In summary therefore:
if ‘threshold income’ is £110,000 or lower the annual allowance remains at £40,000 and there is no need to calculate ‘adjusted income’.
If ‘threshold income’ is greater than £110,000 but ‘adjusted income’ is £150,000 or lower the annual allowance remains unchanged.
Finally, if ‘threshold income’ is greater than £110,000 and ‘adjusted income’ is more than £150,000 then the taper will apply.
The ‘adjusted income’ definition rules may catch many members of the NHSPS out as they may overlook the impact of employer contributions and think that they are unaffected as their actual income is below £150k.

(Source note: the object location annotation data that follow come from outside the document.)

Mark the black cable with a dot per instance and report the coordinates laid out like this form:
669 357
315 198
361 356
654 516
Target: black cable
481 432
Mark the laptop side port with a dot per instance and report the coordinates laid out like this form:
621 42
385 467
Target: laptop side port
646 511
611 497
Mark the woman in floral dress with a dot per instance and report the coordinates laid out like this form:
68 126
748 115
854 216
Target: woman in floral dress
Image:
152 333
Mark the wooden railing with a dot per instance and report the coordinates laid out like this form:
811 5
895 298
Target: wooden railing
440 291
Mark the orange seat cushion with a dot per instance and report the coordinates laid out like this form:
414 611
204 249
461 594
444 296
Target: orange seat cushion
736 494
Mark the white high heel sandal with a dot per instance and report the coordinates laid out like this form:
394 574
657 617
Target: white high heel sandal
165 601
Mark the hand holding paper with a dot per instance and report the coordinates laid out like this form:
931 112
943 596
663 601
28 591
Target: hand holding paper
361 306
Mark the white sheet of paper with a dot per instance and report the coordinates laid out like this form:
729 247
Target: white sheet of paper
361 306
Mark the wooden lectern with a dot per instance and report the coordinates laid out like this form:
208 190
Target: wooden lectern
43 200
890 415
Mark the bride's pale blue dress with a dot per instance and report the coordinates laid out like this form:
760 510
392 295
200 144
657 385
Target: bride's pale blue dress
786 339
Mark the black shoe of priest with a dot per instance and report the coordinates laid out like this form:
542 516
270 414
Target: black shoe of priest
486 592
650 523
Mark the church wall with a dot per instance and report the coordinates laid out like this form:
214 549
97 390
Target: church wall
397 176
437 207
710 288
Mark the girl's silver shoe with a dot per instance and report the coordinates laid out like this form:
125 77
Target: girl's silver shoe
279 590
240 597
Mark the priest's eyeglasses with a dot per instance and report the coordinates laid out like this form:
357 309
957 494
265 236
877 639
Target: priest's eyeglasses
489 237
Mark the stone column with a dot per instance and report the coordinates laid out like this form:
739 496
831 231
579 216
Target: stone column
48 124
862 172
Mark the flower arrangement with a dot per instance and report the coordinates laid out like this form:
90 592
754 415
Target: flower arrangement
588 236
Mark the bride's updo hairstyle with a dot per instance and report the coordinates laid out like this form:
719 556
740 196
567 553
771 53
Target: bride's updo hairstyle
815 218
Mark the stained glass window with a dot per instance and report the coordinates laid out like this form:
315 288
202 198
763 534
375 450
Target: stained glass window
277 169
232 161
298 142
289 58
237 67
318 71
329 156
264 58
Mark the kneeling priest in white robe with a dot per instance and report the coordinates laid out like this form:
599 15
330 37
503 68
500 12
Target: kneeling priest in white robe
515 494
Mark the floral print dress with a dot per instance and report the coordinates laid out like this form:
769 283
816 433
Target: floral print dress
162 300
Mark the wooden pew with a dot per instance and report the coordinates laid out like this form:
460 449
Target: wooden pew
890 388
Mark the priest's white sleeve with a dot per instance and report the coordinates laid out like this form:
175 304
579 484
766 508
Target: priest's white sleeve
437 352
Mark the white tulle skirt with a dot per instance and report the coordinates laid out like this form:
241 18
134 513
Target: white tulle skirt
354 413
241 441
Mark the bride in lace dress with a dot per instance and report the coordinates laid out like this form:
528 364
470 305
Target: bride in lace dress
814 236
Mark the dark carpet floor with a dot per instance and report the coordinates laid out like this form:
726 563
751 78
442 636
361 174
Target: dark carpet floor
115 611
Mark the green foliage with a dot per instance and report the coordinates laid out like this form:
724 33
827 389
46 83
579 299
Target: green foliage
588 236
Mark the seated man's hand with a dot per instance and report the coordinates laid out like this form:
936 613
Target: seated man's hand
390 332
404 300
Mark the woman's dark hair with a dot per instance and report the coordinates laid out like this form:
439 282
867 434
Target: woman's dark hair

NB Please remember that if an individual has flexibly accessed any benefits from a defined contribution arrangement the reduced money purchase AA of £10,000 will apply irrespective of income.
INFORMATION IS BASED ON OUR CURRENT UNDERSTANDING OF TAXATION LEGISLATION AND REGULATIONS. ANY LEVELS AND BASES OF, AND RELIEFS FROM, TAXATION ARE SUBJECT TO CHANGE.
A PENSION IS A LONG-TERM INVESTMENT. THE FUND VALUE MAY FLUCTUATE AND CAN GO DOWN. YOUR EVENTUAL INCOME MAY DEPEND UPON THE SIZE OF THE FUND AT RETIREMENT, FUTURE INTEREST RATES AND TAX LEGISLATION.